|
Jika dibandingkan dengan semua raport hasil belajar yang pernah Saya dapat
hingga sekarang, Raport murni ini berada dikedudukan pertama yang Saya
banggakan dari semua raport yang Saya miliki. |
Tadi sore, disaat langit menurunkan limpahan airnya
secara syahdu dari atas sana, tiba-tiba saja ada keinginan kuat yang menarik
diri untuk membuka kembali tiap halaman dalam raport yang bersampulkan warna
hijau ini. Niat awalnya hanya ingin melihat wajah Saya 8 tahun silam pada foto
ukuran 3x4 dengan berlatarkan kain berwarna merah. Dalam hati Saya cukup berani
mengakui jika ternyata dahulu,DELAPAN TAHUN SILAM, Saya cukup terlihat “imut”

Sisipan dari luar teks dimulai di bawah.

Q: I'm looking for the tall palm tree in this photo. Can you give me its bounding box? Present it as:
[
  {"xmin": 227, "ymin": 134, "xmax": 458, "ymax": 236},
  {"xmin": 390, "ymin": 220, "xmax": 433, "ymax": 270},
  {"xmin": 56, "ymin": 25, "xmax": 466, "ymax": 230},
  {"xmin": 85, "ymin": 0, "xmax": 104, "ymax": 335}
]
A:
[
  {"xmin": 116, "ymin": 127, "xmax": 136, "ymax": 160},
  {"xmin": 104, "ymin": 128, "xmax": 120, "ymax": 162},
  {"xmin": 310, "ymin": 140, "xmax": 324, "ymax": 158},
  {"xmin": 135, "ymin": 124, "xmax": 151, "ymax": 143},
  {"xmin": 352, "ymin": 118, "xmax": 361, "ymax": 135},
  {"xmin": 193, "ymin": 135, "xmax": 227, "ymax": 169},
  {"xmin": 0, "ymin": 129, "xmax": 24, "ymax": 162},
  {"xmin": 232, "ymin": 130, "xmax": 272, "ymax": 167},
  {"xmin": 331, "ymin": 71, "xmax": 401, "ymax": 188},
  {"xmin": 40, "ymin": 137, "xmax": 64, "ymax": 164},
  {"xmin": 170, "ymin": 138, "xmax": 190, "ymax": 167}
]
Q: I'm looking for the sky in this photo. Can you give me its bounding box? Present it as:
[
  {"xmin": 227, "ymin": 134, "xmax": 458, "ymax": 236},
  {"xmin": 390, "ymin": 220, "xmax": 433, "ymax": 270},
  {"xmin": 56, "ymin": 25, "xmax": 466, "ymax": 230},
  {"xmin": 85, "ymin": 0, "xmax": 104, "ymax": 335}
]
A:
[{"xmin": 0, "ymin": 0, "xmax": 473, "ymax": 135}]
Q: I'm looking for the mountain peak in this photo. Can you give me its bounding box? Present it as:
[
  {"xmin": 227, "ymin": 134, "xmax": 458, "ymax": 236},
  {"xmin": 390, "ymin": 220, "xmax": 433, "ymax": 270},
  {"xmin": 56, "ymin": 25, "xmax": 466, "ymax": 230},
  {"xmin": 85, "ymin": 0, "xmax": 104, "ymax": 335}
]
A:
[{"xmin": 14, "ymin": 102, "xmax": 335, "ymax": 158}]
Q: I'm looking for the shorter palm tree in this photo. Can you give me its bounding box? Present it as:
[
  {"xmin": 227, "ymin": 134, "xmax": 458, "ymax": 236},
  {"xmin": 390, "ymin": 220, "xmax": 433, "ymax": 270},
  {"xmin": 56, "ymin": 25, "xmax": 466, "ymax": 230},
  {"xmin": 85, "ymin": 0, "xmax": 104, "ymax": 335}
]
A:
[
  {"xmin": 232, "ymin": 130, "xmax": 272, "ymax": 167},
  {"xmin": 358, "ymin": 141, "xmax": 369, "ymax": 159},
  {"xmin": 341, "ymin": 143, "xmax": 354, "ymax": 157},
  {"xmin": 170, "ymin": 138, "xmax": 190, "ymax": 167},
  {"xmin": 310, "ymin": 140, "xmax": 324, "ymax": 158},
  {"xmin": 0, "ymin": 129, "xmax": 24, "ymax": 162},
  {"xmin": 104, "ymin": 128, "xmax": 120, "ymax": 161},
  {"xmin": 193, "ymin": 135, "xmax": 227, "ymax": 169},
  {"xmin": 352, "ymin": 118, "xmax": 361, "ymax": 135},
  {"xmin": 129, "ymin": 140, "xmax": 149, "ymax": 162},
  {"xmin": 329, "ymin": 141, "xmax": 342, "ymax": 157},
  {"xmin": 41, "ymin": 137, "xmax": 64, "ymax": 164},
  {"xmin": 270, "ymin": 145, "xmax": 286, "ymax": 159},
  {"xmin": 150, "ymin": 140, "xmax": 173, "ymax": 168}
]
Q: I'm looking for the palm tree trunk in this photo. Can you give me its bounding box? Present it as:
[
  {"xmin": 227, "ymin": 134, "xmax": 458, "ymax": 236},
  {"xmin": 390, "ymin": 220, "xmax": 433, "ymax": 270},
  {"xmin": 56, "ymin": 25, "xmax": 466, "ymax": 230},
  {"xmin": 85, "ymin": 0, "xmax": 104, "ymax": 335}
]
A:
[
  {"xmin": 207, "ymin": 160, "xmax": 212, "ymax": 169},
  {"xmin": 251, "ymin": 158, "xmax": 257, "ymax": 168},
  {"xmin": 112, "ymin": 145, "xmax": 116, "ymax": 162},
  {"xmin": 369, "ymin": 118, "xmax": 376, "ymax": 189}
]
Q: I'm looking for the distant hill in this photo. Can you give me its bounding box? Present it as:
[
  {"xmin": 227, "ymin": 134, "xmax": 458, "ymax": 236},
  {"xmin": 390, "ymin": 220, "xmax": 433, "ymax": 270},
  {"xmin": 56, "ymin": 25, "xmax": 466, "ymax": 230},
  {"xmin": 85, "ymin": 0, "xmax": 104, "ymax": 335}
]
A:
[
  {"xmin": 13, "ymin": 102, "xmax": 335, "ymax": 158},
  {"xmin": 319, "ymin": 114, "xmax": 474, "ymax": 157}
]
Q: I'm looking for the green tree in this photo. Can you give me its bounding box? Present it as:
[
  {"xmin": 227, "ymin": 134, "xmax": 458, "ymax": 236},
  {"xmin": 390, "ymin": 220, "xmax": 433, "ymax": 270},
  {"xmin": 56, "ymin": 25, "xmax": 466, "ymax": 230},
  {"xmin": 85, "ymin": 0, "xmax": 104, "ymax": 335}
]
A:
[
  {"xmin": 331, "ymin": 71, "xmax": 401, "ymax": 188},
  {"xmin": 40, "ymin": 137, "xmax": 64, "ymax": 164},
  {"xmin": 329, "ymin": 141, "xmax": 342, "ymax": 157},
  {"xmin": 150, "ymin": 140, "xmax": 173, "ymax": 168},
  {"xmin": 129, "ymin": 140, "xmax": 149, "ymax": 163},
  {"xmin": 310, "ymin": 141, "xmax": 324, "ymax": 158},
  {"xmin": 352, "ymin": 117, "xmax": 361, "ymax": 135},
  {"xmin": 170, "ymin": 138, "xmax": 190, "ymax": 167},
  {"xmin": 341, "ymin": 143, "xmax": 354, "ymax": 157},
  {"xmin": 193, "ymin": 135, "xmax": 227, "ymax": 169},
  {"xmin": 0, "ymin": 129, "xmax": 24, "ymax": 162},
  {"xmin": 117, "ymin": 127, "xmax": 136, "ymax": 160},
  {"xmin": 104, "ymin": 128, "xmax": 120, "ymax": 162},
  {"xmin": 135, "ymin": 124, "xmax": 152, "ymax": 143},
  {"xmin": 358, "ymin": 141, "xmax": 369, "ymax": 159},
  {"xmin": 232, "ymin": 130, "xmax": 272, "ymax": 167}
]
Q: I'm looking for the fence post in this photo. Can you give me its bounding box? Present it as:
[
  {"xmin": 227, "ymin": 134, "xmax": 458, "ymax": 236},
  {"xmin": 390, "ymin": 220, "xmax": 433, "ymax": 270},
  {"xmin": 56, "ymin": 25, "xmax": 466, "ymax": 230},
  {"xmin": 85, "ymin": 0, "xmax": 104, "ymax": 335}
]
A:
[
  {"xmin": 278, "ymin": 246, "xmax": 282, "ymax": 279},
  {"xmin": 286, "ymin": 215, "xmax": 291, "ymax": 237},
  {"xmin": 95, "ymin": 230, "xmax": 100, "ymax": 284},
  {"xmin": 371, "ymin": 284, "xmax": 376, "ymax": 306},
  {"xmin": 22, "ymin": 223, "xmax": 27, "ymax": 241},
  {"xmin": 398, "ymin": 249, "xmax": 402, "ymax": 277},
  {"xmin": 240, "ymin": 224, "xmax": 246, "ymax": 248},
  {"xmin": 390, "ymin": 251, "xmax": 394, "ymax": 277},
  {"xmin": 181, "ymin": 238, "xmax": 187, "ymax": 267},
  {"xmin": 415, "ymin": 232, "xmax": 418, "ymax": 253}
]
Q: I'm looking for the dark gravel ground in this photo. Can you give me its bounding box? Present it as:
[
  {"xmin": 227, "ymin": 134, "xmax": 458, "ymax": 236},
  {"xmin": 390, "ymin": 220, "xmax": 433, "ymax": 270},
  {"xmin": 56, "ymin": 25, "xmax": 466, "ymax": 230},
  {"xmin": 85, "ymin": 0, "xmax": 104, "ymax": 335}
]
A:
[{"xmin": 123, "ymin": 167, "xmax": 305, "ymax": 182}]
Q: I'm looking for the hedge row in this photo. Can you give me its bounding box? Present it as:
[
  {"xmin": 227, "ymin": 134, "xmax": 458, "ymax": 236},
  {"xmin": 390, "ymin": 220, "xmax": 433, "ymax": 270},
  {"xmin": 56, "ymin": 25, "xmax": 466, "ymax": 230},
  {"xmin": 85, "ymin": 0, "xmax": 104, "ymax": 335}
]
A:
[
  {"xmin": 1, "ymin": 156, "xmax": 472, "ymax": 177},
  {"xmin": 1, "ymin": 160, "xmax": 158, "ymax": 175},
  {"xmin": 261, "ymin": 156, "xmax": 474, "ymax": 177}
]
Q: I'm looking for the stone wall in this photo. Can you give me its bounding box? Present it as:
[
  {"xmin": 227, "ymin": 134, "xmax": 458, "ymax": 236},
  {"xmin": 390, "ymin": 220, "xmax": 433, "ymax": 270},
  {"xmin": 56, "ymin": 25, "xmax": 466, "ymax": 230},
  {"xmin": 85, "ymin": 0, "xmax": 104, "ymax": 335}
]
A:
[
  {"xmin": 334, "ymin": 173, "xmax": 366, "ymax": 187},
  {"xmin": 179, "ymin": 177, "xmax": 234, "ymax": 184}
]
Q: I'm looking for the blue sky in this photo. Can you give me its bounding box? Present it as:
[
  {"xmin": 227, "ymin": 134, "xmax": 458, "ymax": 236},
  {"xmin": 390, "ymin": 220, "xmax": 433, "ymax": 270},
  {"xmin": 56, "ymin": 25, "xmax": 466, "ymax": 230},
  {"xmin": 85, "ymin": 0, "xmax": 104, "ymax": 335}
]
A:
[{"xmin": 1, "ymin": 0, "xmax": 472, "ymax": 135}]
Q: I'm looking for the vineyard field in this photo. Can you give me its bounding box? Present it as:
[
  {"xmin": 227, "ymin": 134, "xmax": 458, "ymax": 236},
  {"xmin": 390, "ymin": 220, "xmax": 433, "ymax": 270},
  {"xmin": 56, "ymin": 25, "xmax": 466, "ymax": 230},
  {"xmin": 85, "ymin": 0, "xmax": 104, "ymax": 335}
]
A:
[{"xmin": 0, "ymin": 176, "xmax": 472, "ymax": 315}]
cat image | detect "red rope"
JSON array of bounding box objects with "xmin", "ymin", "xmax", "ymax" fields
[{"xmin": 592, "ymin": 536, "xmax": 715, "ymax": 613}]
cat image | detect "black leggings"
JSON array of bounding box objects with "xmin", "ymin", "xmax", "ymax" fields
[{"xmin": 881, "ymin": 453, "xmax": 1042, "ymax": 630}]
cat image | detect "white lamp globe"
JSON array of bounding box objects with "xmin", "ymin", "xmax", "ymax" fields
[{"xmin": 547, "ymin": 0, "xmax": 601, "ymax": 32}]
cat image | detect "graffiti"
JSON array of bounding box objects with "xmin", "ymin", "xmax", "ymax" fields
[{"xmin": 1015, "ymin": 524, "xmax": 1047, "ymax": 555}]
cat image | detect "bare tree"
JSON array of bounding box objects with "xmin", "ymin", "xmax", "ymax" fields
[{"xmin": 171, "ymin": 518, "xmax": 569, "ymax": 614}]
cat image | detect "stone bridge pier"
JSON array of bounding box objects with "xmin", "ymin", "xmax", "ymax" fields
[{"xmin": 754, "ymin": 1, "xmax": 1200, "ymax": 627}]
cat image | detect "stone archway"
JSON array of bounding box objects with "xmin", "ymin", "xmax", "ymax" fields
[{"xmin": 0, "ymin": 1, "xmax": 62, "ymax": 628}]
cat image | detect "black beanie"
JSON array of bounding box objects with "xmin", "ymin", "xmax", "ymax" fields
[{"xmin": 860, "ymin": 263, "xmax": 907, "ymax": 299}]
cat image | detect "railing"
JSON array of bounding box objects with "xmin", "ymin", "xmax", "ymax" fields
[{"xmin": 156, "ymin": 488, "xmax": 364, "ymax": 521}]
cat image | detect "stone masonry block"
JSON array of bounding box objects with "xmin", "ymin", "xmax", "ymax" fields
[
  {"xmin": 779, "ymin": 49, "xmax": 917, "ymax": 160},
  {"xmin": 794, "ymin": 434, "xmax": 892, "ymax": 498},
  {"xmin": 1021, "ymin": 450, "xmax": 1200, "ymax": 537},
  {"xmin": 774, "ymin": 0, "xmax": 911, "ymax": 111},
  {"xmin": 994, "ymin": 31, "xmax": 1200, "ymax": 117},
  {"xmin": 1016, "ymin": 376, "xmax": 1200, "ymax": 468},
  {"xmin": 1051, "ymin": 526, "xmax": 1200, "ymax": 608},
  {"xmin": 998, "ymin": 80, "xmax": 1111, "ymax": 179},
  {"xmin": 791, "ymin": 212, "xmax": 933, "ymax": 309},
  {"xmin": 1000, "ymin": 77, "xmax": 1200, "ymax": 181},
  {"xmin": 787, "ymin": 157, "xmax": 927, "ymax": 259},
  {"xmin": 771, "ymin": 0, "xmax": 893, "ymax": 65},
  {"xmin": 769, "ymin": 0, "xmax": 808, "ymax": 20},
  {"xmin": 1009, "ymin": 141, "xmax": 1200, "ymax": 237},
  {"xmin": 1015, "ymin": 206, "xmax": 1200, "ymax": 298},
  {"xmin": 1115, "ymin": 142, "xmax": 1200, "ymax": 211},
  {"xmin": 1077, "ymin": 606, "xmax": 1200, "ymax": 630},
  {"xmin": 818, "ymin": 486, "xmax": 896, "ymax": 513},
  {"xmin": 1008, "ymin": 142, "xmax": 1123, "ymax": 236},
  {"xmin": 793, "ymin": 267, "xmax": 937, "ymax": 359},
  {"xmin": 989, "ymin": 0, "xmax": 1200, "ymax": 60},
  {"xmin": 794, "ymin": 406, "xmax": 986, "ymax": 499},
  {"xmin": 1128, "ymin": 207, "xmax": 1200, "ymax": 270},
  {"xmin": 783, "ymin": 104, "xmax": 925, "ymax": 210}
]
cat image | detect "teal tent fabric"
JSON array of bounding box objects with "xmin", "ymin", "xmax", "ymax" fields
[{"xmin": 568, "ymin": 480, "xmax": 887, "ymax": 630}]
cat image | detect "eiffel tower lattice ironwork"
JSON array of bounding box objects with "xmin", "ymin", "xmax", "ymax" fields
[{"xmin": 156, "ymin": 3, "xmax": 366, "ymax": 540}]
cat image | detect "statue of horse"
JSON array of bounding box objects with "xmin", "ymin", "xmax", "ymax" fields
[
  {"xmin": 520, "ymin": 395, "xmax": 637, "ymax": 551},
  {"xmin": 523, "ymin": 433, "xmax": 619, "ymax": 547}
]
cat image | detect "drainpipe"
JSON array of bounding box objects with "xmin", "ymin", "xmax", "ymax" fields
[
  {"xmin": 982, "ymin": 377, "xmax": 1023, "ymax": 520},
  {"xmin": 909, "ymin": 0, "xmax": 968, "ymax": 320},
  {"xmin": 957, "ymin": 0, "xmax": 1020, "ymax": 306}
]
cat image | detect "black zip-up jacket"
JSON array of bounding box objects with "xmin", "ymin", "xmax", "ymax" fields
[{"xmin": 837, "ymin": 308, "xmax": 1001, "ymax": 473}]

dengan pipi tembam dan wajah polos dengan kerudung putihnya yang jika
dibandingkan sekarang, mungkin terlihat “Amit-amit”...Hehehe (Apapun keadaanya
harus tetap bersyukur Miiie’...”Alhamdulillah”..). Abaikan hal ini karna ini
hanya sebagai cerita pembuka yang ibaratnya dalam sebuah penyajian hidangan
disebut Appetizer.
Kemudian berlanjut kehalaman berikutnya,
tampaklah beberapa nilai yang disejajarkan dengan mata pelajaran yang kami
dapatkan saat itu. Dengan cermat Saya memerhatikan kembali tiap nilai yang Saya
dapatkan dan tak jarang menertawakan diri sendiri jika disana tertera nilai
yang sangat tak enak dipandang.
“Kok bisa yaa dulu Ami’ dapet segitu...??
Oooh pantes...dulu guru yang ngajarinnya emang terlalu “pintar” saat jelasin,
makanya dapet sedikit”, alasan berkilah pertama. (Maafkan santrimu ini Ustaz
maupun Ustazah bener-bener gak bermaksud menyalahkan Antum kok ).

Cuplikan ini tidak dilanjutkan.